The Bahamas has a bicameral parliament consisting the House of Assembly and Senate. The 38 members of the House of Assembly are elected from every constituency to serve a five-year term. The government can dissolve parliament and call for elections any time. The lower house carries out legislative functions. It makes all the laws that govern the country. Finance bills are the only type of Bills introduced to the House of Assembly. Other Bills are introduced in either the Senate or the lower house. But for a bill to be considered an act, both houses must approve it. On the other hand, the governor-general appoints 16 members to serve in the Senate. These members include nine selected as per the consent of the Prime Minister's advice; four from the opposition; and three as advised by the Prime Minister and opposition leader. Since the Senate is not popularly elected, the constitution has to restrict the Senate powers. For example, if a bill passes the lower house twice and the Senate rejects it in both occasions, the House of Assembly can choose to bypass the Senate, send the bill to the governor-general for the final approval. If the Senate makes any amendment to the bill, the lower house must approve the changes.
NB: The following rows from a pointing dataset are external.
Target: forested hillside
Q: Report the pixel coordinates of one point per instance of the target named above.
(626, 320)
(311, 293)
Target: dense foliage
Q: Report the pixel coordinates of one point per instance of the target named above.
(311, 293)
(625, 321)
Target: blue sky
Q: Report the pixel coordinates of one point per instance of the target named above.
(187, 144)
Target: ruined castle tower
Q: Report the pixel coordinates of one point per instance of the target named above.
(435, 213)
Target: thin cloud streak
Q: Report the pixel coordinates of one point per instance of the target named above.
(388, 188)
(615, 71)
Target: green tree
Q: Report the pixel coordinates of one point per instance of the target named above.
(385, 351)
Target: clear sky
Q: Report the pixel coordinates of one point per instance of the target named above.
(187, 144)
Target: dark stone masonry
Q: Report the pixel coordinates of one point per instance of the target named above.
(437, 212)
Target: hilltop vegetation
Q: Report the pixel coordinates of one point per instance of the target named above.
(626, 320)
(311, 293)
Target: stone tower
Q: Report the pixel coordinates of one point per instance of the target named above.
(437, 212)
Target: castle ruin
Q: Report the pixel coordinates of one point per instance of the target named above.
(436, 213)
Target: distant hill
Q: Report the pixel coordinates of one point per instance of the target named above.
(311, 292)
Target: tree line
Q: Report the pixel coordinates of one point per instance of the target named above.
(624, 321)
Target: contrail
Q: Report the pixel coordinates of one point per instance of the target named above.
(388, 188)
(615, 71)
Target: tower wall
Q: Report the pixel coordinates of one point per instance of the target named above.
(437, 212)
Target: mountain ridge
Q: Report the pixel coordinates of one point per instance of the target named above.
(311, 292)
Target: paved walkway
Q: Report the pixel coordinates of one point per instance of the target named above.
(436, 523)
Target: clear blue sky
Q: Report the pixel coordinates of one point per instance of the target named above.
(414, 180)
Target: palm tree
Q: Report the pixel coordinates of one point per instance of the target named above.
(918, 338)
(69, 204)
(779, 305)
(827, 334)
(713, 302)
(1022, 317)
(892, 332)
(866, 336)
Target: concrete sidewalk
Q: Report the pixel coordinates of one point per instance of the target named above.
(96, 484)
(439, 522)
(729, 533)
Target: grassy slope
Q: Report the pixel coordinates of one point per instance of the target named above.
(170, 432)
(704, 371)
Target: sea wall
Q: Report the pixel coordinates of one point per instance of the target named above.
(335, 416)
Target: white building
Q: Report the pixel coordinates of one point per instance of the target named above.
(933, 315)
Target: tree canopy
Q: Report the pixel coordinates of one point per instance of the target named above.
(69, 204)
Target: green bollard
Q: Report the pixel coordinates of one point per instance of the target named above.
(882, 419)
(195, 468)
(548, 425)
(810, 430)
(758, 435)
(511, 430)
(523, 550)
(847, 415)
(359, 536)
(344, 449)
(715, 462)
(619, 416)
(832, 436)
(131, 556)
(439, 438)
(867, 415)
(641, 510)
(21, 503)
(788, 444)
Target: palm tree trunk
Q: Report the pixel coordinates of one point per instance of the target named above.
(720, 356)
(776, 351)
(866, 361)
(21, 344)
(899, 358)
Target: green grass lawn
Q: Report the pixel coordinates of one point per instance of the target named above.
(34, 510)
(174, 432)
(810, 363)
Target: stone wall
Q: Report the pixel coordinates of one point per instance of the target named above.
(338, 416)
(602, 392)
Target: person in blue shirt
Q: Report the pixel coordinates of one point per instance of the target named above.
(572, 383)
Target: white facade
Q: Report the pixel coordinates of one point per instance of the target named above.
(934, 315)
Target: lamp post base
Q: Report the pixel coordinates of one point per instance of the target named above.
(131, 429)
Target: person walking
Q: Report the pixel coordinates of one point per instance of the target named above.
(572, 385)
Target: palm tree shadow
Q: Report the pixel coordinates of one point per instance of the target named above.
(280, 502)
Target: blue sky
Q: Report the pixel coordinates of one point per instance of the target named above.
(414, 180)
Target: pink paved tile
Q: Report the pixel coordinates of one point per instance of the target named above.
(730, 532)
The Judiciary Of the Bahamas
The Bahamas judicial system follows the English Common Law. The Legal Service Commission constitutes five persons headed by the Chief Justice. The Highest court is the Supreme Court and 12 justices serving it comprise of the Chief Justice and five judges from the court of appeal. The Privy Council in London is the highest appellate court in the country. The Magistrate Courts listen to indictable matters and determine whether the accused should face trial in the Supreme Court or Court of Appeal. Civil cases are usually heard by the judge alone, and any appeal lies with the Supreme Court. On the advice of both the Prime Minister and opposition leader, the governor-general selects the chief justice. The judicial commission advises the governor-general on the appointment of other judges. The judicial system is independent of parliament and the executive.
A two-party system characterizes the political fabric of the Bahamas. The two parties dominating the country are the center-left Progressive Liberty Party and the center-right Free National Movement. Other parties like the Bahamas Democratic Movement, Democratic National Alliance, and the Coalition for Democratic Reform have been unable to win parliamentary elections.
Administrative Divisions Of the Bahamas
All the districts in the Bahamas are served by local government; except New Providence (contains 70% of the population) which is governed by the central government. The Bahamian Parliament enacted an Act that led to the establishment of Family Island Administrators, Local District Councilors, Local Government Districts, and Local Town Committees to govern the affairs of their respective districts with minimal interference from the Central Government. The Bahamas has 32 districts and elections are held every five years. 110 councilors and 281 towns Committee electives represent the various areas. They are responsible for the proper management and use of public funds in their individual constituencies.